HR departments that fail to respond to every job applicant could be hurting their organisation by alienating potential customers, experts have warned.

Half of UK jobseekers have been left with a negative impression of an organisation following an unsuccessful job application, while a fifth have stopped buying their products as a result, according to a survey from talent assessment specialists SHL.

The study of 1,600 jobseekers found that the biggest issue for candidates was being ignored by employers they had applied to work for. Nearly half (46 per cent) of respondents said that not being told whether they had been successful was their top concern, followed by lack of feedback on applications (39 per cent) and not acknowledging receipt of an application (36 per cent).

SHL warned that although many organisations were now inundated by applications, they risked alienating customers and damaging business performance by failing to realise the link between the employer brand and customer brand.

David Leigh, CEO of SHL, said: “It can be easy to dismiss applicants who aren’t suitable, but employers must remember that unsuccessful job applicants are also potential customers and ignoring them could impact the bottom line. A bad recruitment experience can be at least as damaging as a bad customer experience in-store.”

Angela Baron, the CIPD’s employment advisor, agreed that jobseekers may question the values of an organisation based on their treatment. She added: “People invest a lot of time and effort in job applications, and it is low level courtesy to acknowledge receipt and tell candidates if they have been unsuccessful.”

The research, which also included a survey of 500 in-house recruitment professionals, revealed that the retail sector was worse than average at communicating with rejected candidates after the initial recruitment stage – 19 per cent said they did not respond compared to an average of 16 per cent across other industries.

Sue Gilbert, senior recruitment manager at John Lewis, which responds to all of its applicants, said: “The John Lewis brand is strong so we attract a lot of candidates, and understand that employer brand is aligned with customer brand. For us the candidate experience is absolutely key and we want it to be a good one, so those that have gone through the recruitment process will continue to or start shopping with us.”

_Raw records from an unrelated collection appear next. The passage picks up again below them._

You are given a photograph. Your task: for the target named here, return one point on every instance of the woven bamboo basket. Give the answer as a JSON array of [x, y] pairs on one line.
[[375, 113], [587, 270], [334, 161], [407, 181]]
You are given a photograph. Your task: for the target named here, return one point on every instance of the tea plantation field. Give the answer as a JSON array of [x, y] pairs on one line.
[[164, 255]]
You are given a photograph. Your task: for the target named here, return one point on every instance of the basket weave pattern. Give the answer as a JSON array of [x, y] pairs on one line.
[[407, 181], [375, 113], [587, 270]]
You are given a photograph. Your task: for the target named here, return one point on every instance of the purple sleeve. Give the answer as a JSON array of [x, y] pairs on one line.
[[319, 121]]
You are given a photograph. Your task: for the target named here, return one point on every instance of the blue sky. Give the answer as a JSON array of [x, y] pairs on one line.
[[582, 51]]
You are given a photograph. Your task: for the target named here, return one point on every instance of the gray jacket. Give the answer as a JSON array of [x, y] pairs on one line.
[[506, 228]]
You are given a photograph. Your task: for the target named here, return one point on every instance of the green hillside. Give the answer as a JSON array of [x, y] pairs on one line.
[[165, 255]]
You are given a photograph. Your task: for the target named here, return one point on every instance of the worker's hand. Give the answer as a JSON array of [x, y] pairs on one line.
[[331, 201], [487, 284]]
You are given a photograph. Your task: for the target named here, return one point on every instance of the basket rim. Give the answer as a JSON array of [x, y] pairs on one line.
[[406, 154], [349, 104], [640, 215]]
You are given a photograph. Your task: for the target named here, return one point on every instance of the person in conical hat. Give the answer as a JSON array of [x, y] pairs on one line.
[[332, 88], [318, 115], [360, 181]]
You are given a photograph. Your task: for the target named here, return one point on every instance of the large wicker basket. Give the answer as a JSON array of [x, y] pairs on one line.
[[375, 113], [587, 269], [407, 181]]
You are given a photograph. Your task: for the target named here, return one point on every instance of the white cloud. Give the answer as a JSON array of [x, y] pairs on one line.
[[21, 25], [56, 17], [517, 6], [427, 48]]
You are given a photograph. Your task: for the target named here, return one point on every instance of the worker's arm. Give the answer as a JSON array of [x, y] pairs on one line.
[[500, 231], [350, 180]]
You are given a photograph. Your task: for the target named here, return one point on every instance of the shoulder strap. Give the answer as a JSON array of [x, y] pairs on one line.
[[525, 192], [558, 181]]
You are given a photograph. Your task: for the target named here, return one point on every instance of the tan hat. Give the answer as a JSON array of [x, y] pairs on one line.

Gilbert pointed to the importance of word-of-mouth for generating applicants and a positive employer perception, and added that as the John Lewis brand grew, the recruitment process would evolve with future input from the marketing team.

The study revealed that 25 per cent of HR departments across all sectors were struggling to deal with the increase in job applications since the economic downturn. A quarter of recruiters surveyed had employed at least one more person to cope with the extra demand.

While 70 per cent of employers had introduced additional selection methods and 25 per cent had added an extra stage to their recruitment process to identify unsuitable candidates, a fifth admitted that this may now have made their application process too onerous and off-putting for potential recruits.